Libération des militants emprisonnés !

 

Reportage à olhao, ville du sud…

Olhao. c'est une petite ville du Sud, dans l'Algarve. au bord de la mer. Beaucoup de ses habitants vivent de la mer : c'est un port de pêche mais aussi un centre important de conserves de poissons, avec plusieurs usines très anciennes. Tout autour, une campagne très sèche, avec des chemins de sable bordés de cactus énormes.

Nous avons rencontré des pécheurs, des ouvrières des usines de conserves, des salariés agricoles. Tous nous ont raconté leurs dures conditions de travail, la précarité de leur emploi, l'insécurité dans laquelle ils vivent.
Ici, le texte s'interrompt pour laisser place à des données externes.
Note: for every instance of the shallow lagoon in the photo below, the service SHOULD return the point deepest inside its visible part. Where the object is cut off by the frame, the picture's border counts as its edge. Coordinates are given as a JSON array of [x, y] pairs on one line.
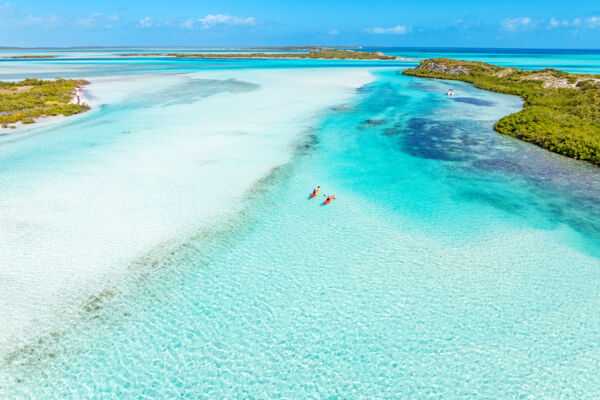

Une ouvrière des conserves nous explique " Notre travail est particulièrement sale. Nous faisons tout à la main et aux ciseaux. Quand il n'y a pas de poisson frais, nous travaillons sur des poissons congelés, et nous avons toutes des rhumatismes dans les mains. Les patrons nous menacent sans cesse de chômage. Ils nous disent que ces conserves se vendent moins bien qu'avant, parce que le procédé d'ouverture des boites est ancien et nécessite une clé, et que le poisson congelé est jauni et ne se conserve pas toujours très bien. Ils ont fermé une douzaine d'usines récemment ". Pas de sanitaire, alors qu'en été elles doivent se laver et changer de vêtement tous les jours, tant l'odeur est forte. C'est un fait que même en avril sous le soleil déjà très chaud, les abords des conserveries dégagent une odeur affreuse. Il y a peu de temps, elles n'avaient aucune sécurité de travail, c'étaient des jours entiers sans salaire. Aujourd'hui après une lutte de plusieurs semaines, elles ont obtenu la garantie de 24 heures de travail, par semaine, payées.
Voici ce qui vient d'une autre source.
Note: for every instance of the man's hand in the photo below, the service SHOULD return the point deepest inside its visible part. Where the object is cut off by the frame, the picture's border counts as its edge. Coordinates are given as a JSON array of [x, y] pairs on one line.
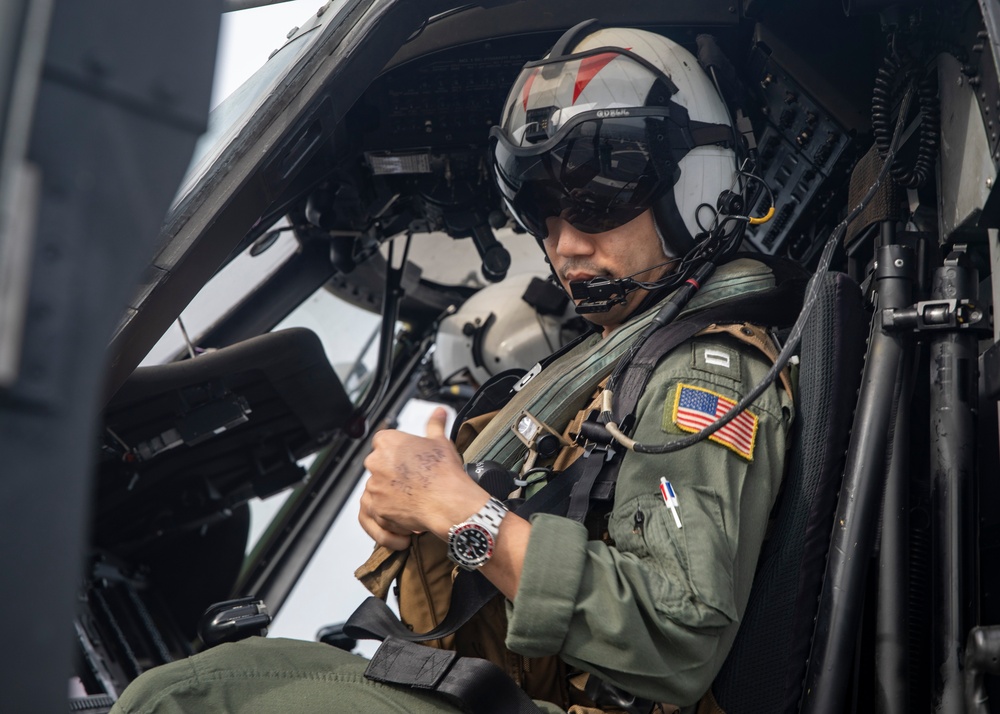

Les pêcheurs ont à peu près les mêmes problèmes. Pour la plupart ils ne possèdent pas de bateau, mais travaillent sur ceux d'armateurs liés à l'industrie de la conserve. Ils partent chaque soir pour pêcher toute la nuit. C'est le risque d'accidents permanent. Un fils de pêcheur nous raconte qu'un camarade de son père a eu la tête écrasée entre le gros bateau et un des petits bateaux sur lesquels on décharge le poisson, que plusieurs ont eu un bras ou une jambe prise dans les cordes pendant que la machine les enroulait. On peut facilement reconnaître les pêcheurs à leurs visages brûlés, leurs mains craquelées, blessées, détrempées au bout des doigts. L'un d'eux nous explique qu'ils n'ont pas de salaire fixe : ce qu'ils touchent, c'est un infime pourcentage sur le poisson qu'ils ramènent. C'est un travail à la tâche qui entretient une sorte de guerre entre les équipages des différents bateaux ; quand un bateau a repéré des poissons, c'est la ruée sur cet endroit.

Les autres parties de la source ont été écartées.